1 Introduction

Haze is caused by suspended particles or water droplets in the atmosphere. The dry particles are so small that they cannot be felt or seen individually with our naked eyes, but the aggregate reduces visibility and gives the atmosphere an opalescent appearance. Haze can significantly degrade the imaging quality of outdoor visible light sensor due to a series of reactions, such as scattering, refraction, and absorption between these particles or water droplets and light from the atmosphere [1]. Image dehazing is an important issue in many scene understanding applications such as surveillance systems, intelligent vehicles and feature extraction. However, image dehazing remains a challenge due to the unknown scene depth.

Significant progress has been made on single image dehazing in recent years, although single image dehazing is an ill-posed problem [2]. Different approaches [36] were based on a single image, yet they required geometric information about the input scene. Tan [7] removed the haze by maximizing the local contrast of the restored image.

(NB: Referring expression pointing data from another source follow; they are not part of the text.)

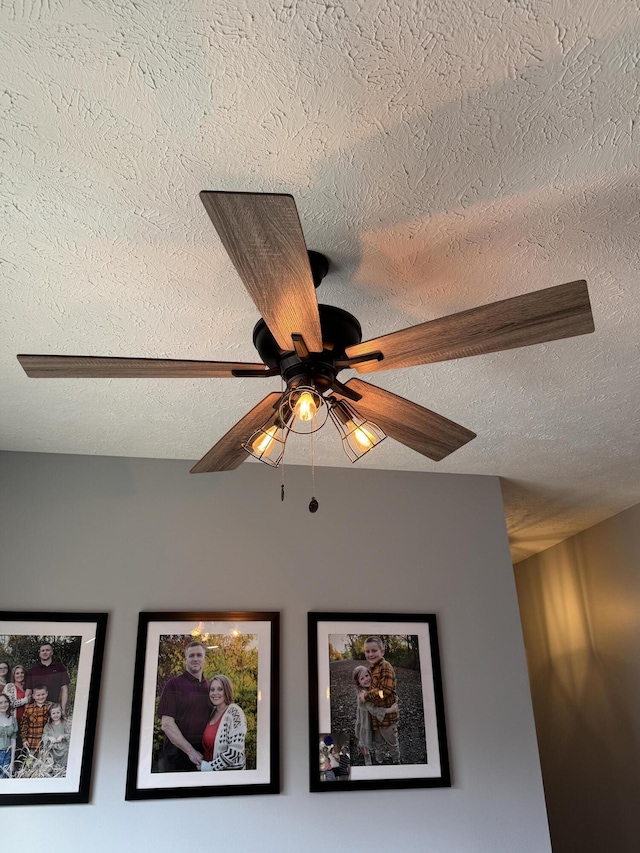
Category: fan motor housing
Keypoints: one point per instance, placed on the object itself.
(339, 331)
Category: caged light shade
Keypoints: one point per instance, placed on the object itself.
(358, 434)
(267, 443)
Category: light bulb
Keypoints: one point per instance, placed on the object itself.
(364, 438)
(265, 442)
(305, 408)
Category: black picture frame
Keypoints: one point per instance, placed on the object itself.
(338, 759)
(243, 643)
(44, 776)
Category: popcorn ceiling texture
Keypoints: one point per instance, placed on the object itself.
(443, 155)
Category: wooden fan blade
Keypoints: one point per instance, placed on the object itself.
(544, 315)
(262, 234)
(228, 453)
(420, 429)
(81, 366)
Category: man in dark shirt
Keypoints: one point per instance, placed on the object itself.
(52, 674)
(184, 712)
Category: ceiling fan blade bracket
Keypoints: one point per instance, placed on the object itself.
(345, 391)
(345, 363)
(242, 373)
(299, 346)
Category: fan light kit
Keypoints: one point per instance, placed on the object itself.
(308, 345)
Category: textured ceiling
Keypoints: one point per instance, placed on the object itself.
(444, 155)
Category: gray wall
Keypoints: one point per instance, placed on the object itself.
(126, 535)
(580, 606)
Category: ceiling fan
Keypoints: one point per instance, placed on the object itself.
(310, 344)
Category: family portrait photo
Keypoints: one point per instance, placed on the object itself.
(376, 689)
(49, 678)
(203, 718)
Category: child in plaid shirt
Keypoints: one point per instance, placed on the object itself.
(382, 693)
(34, 718)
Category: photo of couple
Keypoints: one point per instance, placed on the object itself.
(206, 703)
(376, 698)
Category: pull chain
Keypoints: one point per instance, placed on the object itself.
(282, 463)
(313, 504)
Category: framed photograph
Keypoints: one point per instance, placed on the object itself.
(50, 668)
(204, 720)
(376, 709)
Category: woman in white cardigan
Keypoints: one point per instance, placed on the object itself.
(224, 734)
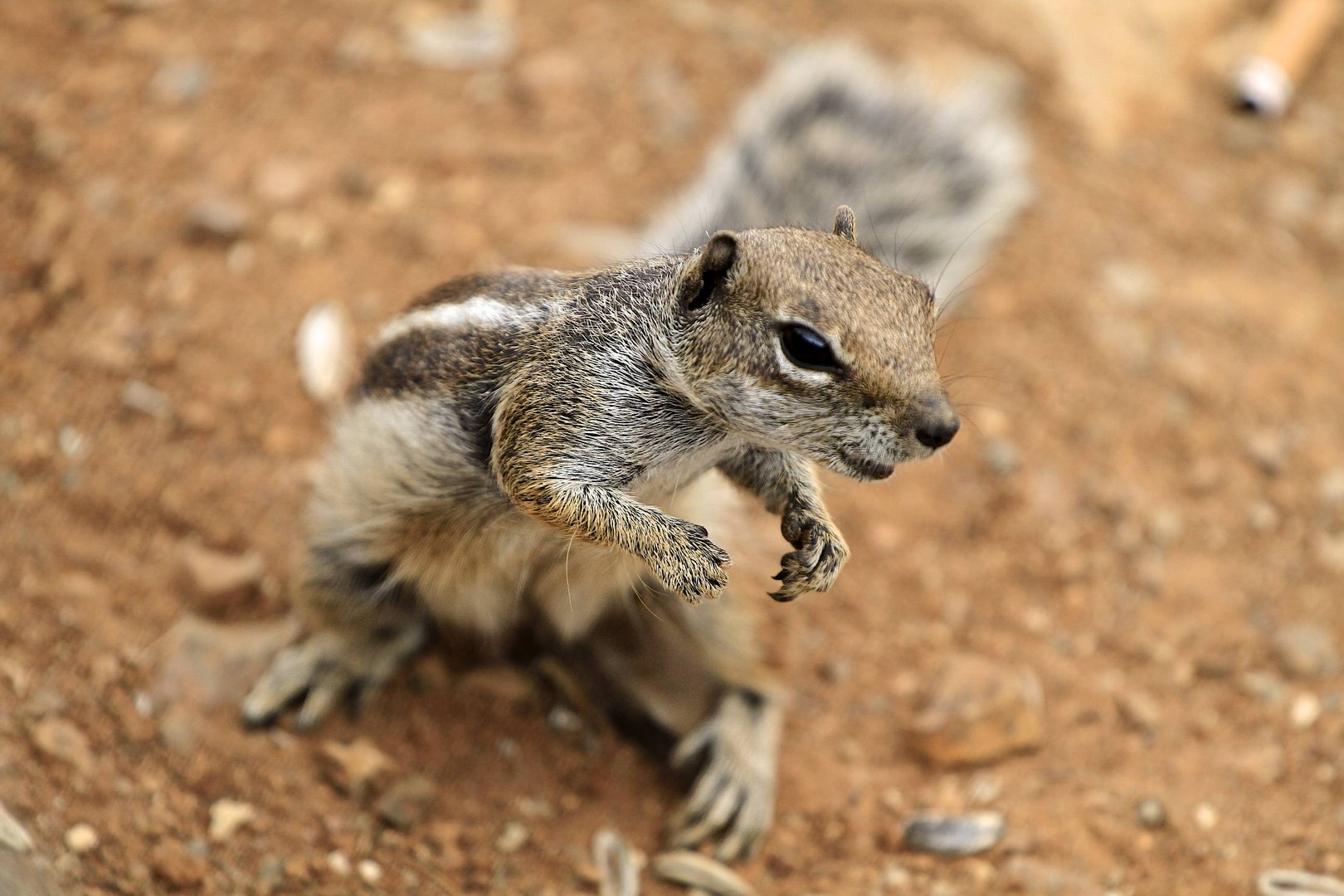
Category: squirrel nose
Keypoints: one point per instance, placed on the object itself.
(937, 423)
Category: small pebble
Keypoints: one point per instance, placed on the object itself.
(1138, 709)
(325, 353)
(144, 398)
(513, 839)
(955, 835)
(1298, 883)
(62, 739)
(1332, 488)
(1268, 449)
(179, 84)
(565, 720)
(217, 219)
(407, 802)
(370, 871)
(617, 864)
(339, 863)
(1151, 813)
(1305, 650)
(463, 41)
(81, 839)
(1001, 455)
(227, 816)
(353, 767)
(12, 835)
(1129, 284)
(1305, 709)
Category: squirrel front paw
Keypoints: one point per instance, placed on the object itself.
(821, 553)
(689, 563)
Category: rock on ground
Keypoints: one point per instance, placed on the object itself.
(977, 711)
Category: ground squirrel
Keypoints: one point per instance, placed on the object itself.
(548, 450)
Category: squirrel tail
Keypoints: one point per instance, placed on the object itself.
(934, 182)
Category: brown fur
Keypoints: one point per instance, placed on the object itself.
(548, 450)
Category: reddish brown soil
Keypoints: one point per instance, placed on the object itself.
(1120, 557)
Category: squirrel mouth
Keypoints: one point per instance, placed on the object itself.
(866, 469)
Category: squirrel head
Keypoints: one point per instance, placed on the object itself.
(801, 340)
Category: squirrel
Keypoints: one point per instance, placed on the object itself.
(550, 450)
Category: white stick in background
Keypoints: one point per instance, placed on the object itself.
(1298, 32)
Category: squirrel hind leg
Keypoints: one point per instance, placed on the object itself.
(686, 683)
(735, 754)
(368, 627)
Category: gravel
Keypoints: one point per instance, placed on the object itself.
(955, 835)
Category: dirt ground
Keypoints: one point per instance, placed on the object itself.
(1147, 497)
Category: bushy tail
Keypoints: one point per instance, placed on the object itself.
(934, 182)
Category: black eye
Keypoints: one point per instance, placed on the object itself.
(808, 348)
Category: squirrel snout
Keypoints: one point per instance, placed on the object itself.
(936, 422)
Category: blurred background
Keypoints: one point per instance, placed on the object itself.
(1142, 520)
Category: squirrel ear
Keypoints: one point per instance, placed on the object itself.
(706, 277)
(845, 225)
(719, 253)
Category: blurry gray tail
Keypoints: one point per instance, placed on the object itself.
(934, 180)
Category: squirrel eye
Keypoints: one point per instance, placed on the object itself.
(808, 348)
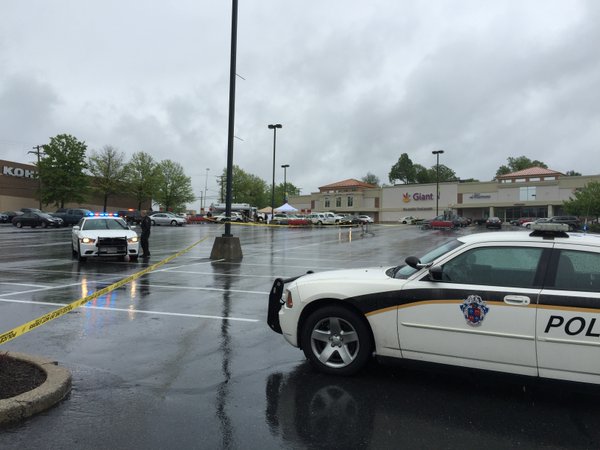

These results were visually compelling but it was tended to be over-saturated and not be physically valid. Fattal [8] estimated the albedo of the scene and the medium transmission under the assumption that the transmission and surface shading should be locally uncorrelated. This approach could not well handle heavy haze images. He [9] proposed DCP method to estimate the transmission based on the observation that a haze-free pixel generally contains one or more RGB color channels being black or nearly black. Currently, many DCP-based improved algorithms [10, 11] have been proposed. However, the transmission estimation in many methods under the DCP framework is unsmooth and lack of local neighbor transmission information. He [12] used the quite time-consuming soft matting to refine it. He [13] further proposed guided image filtering to refine the transmission.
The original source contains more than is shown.